CRB: This is an important film that should be available for everyone. The way Eugene Smith approaches the source is totally inspiring and I feel a real connection to his approach and the things he did.
I was already familiar with the Smith’s Minamata work and the [Beautiful Poison] project that I won this year’s award for has similar subject matter. I felt a bit of pressure after winning the award and was worried my work would be compared to his, but it was an honour and very interesting that I unintentionally addressed a subject emblematic in Smith’s career.
A section of the film shows Smith being unable to take the pictures because the family hasn’t given him permission. He hasn’t got authorisation and must gain their trust. Smith knows that if they don’t let him intimately document their struggle and their pain the work will be useless. In the end, the people trust him and that’s when he achieves his greatest photographic work. I very much identified with all this because it’s not easy to convince people to let you into their lives. They’re rightly afraid that their image will be used in a wrong way.
WSWS: What do you think about MGM’s refusal, up to this point, to release the film in US cinemas?
CRB: An actor’s personal life is one thing, Depp’s in this case, but the film is something different. Why should someone’s personal life be used to censor Minamata? The film and its message about pollution should not be punished in this way. The importance of Smith exposing the pollution in Minamata is something that is current and not just in Japan. There are many other similar examples of this around the world.
This is a must-see for journalism students and even more so for photography students.
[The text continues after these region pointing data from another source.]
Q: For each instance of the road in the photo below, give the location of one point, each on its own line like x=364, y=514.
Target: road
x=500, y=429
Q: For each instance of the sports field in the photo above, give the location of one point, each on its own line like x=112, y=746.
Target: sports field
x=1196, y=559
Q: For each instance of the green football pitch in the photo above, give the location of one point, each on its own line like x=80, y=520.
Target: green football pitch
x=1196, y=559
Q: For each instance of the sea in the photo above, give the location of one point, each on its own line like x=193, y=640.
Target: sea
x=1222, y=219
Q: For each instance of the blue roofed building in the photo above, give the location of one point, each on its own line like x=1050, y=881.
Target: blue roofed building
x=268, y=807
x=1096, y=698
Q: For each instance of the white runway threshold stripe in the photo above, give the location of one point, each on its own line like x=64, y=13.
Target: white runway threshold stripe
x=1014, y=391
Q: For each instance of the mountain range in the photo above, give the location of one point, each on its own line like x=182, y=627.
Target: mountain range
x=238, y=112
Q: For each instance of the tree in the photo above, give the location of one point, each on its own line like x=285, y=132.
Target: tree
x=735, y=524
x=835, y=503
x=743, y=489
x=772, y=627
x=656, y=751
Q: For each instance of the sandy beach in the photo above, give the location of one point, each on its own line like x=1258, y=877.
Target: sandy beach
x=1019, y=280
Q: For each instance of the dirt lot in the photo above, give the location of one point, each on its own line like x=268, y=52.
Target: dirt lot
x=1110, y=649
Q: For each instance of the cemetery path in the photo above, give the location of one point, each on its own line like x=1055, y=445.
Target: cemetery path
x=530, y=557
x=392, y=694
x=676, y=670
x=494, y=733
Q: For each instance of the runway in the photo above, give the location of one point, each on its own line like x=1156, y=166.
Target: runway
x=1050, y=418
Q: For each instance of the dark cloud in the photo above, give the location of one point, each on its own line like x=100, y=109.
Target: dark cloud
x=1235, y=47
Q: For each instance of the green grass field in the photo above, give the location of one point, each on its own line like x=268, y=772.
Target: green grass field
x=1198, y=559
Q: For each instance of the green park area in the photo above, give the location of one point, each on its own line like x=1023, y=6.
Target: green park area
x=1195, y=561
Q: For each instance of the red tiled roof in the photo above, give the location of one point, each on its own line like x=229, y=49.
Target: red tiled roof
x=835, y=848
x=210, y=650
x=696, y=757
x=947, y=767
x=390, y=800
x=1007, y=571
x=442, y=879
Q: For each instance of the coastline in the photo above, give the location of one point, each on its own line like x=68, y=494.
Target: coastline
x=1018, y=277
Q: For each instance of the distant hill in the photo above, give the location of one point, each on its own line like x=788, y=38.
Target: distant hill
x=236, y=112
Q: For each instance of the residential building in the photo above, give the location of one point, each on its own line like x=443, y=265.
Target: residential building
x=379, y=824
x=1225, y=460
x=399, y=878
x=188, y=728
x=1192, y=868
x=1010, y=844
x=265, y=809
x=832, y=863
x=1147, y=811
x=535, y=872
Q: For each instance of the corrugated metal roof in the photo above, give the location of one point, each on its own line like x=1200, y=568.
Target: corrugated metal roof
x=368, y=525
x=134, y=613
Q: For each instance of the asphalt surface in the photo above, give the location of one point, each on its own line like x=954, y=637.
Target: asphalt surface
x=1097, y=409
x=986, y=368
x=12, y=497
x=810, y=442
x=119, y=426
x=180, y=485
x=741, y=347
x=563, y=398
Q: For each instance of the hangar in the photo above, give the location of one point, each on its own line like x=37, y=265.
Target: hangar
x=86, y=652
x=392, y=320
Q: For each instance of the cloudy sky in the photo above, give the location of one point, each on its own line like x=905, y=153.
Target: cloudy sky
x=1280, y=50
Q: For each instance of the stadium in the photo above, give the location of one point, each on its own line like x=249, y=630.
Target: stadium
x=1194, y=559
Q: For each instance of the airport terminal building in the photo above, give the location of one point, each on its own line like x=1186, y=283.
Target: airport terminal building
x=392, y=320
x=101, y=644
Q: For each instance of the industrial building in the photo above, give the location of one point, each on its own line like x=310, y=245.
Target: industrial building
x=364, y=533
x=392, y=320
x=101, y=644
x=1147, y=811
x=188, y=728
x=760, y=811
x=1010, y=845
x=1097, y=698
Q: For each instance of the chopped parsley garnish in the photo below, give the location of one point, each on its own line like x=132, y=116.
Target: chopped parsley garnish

We are not working with furniture, we work with people and for this reason it’s imperative that we feel empathy. As [Polish writer Ryszard] Kapuscinski once said, “This profession is not for cynics.”
There’s almost no photographic culture here in Mexico outside of photographers themselves. I know about Eugene Smith, and so do all my colleagues, but the rest of the population, including students, don’t know anything about Smith or [James] Nachtwey, [Sebastião] Salgado or [Manuel Álvarez] Bravo. That’s why I always try to give my students references to many authors because in this context in Mexico there is no knowledge unless you are already dedicated.
WSWS: What censorship or concerns by publishers have you faced and had to overcome?
There’s censorship, of course, but I’ve never been censored as such. I do live in Mexico, however, which is one the most dangerous countries to practice journalism without there actually being an active war underway.
It’s a dangerous activity here, but for this same reason it’s an activity that has to be conducted. We have to assume this is part of our vocation and our responsibility, and so with the proper precautions I always try to do my job as well as possible.
Under the pretext of a “war on drug gangs,” Mexican governments unleashed a bloody war against human rights advocates, left-wing activists and the press—with at least 86 activists and 120 journalists killed between 2006 and 2021. According to the Committee to Protect Journalists, more journalists have been killed in Mexico so far this year than in any other country in the world.